One campaign between late February and the end of the month sent more than 1.2 million messages to users at more than 53,000 organisations in 23 countries. The emails used themes including pension updates, credit holds, payments and voice messages, and carried SVG attachments named to match each lure.

If opened, the SVG file launched a browser session that fetched content from one of three hostnames and first displayed a security check. Victims who completed the CAPTCHA were then shown a fake sign-in page designed to steal credentials.

Large campaigns

Another large phishing wave emerged in March through malicious HTML attachments. Microsoft observed more than 1.5 million confirmed malicious messages sent to over 179,000 organisations across 43 countries in a single campaign, accounting for roughly 7% of all malicious HTML attachments seen that month.

The messages carried minimal body text and commonly posed as payment alerts, invoices or document requests. Opening the attachment redirected the user through an external staging page to a phishing site, where a CAPTCHA challenge preceded a fraudulent sign-in page.

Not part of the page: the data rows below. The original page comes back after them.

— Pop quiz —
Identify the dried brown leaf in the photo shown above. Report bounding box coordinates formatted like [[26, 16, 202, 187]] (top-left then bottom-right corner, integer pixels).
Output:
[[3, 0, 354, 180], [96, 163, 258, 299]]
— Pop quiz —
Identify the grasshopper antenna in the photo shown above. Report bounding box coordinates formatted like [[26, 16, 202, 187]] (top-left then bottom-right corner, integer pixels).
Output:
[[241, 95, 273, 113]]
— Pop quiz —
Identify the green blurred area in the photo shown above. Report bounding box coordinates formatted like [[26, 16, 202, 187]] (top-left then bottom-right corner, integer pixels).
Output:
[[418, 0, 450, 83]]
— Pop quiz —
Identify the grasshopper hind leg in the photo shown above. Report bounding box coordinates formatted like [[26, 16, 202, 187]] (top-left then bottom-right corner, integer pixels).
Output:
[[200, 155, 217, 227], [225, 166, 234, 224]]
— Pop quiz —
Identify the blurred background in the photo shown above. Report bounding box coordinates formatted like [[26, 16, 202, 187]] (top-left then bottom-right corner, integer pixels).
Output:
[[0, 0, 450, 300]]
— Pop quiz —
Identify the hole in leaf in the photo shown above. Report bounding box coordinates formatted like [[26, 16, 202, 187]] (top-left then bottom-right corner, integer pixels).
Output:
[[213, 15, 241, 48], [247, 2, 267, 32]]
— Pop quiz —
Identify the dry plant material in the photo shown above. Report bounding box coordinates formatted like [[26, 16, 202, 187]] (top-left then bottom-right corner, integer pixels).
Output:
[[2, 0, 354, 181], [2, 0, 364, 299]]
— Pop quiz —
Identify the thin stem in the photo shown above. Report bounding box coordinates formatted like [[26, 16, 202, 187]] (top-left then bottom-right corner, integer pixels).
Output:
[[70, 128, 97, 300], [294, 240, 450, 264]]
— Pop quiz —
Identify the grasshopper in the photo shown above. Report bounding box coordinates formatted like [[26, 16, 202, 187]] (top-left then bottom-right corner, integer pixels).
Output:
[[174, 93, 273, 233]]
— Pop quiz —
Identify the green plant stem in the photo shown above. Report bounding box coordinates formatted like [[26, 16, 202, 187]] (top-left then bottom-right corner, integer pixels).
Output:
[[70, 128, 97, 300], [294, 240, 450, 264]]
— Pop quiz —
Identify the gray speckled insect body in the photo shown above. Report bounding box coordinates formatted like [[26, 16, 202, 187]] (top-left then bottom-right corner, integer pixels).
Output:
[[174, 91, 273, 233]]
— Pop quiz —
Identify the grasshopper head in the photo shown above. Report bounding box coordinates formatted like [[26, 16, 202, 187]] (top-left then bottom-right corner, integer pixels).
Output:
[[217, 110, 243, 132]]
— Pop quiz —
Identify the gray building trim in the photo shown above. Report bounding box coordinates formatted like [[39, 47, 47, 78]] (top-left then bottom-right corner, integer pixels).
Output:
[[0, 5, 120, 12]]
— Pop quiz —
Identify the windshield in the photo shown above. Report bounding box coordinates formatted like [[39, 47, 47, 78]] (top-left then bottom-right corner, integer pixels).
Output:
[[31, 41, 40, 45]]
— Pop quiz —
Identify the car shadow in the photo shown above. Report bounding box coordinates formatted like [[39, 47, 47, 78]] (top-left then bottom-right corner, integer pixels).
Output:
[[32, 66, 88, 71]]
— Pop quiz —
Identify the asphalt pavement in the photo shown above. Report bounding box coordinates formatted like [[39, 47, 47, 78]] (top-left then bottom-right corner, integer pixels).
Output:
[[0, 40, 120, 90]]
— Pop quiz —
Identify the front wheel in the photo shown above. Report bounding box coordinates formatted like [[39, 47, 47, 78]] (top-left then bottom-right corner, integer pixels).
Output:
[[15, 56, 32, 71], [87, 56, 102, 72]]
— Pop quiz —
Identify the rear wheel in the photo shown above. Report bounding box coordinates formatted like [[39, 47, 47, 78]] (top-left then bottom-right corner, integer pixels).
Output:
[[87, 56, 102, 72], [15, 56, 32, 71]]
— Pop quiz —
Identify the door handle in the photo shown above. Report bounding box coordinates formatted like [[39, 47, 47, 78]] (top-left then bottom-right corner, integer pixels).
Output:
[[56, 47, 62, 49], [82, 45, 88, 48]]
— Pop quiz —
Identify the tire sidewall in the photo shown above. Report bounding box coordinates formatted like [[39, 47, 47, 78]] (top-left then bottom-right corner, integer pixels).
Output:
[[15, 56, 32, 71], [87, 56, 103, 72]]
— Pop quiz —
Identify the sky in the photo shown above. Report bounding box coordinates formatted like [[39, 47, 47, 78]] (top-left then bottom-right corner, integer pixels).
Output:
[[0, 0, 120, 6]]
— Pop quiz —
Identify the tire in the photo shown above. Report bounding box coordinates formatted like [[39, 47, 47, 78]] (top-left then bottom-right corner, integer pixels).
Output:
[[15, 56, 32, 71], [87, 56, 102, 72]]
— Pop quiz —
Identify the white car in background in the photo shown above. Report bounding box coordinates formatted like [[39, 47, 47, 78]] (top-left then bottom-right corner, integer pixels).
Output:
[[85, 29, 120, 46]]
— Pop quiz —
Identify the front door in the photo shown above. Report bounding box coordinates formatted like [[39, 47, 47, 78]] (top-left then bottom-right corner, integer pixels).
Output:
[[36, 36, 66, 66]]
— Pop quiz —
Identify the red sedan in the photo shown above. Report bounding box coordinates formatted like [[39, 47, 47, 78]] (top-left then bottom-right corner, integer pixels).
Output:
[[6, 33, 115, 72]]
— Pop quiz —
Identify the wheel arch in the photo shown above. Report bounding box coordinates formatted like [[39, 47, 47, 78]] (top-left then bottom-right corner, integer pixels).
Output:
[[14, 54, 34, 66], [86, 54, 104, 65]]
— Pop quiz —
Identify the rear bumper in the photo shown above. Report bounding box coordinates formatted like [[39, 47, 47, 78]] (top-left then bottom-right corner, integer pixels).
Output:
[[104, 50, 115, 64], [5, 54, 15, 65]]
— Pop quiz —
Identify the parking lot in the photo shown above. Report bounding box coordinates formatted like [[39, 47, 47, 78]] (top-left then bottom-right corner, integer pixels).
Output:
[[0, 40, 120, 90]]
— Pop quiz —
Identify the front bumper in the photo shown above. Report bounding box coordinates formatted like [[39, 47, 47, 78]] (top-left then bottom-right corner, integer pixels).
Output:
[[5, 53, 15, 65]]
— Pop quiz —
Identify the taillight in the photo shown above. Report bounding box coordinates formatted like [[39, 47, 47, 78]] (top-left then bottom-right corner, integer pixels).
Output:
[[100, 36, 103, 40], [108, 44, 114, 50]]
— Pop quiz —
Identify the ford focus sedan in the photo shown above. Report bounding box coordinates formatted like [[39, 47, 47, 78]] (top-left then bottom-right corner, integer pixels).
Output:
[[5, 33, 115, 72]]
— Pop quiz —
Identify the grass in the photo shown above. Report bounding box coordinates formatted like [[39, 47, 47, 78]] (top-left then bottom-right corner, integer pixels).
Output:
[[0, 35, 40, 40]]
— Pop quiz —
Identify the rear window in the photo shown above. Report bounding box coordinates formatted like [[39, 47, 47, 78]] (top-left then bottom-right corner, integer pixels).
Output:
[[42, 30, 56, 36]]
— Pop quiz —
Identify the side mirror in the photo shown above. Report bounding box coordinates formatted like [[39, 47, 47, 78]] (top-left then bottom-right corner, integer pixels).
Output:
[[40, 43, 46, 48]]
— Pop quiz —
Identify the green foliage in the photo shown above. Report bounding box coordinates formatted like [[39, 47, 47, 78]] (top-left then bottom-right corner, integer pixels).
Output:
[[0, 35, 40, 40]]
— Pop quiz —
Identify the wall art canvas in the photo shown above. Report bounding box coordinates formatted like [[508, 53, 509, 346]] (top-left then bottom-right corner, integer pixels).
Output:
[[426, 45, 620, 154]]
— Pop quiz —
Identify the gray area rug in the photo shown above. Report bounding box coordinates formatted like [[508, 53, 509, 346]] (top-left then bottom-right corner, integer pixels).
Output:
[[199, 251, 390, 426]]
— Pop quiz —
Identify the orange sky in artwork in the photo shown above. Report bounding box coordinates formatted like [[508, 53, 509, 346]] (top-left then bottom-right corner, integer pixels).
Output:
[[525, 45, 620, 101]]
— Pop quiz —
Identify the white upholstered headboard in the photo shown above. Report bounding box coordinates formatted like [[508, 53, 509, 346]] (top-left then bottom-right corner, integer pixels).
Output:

Although the emails shared common tooling and structure, the final phishing pages were spread across several phishing-as-a-service providers. Most endpoints were linked to Tycoon2FA, while others were associated with Kratos and EvilTokens.

Within business email compromise, generic opening lines such as asking whether a target was at their desk made up 82% to 84% of initial contact emails each month. Explicit requests for financial transactions or documents accounted for only 9% to 10%, while payroll update requests rose in February and gift card requests dropped before rebounding in March.

"The most significant shift in Q1 2026 was the rapid escalation of QR code phishing, with attack volumes increasing from 7.6 million in January to 18.7 million in March, a 146% increase over the quarter," Microsoft said.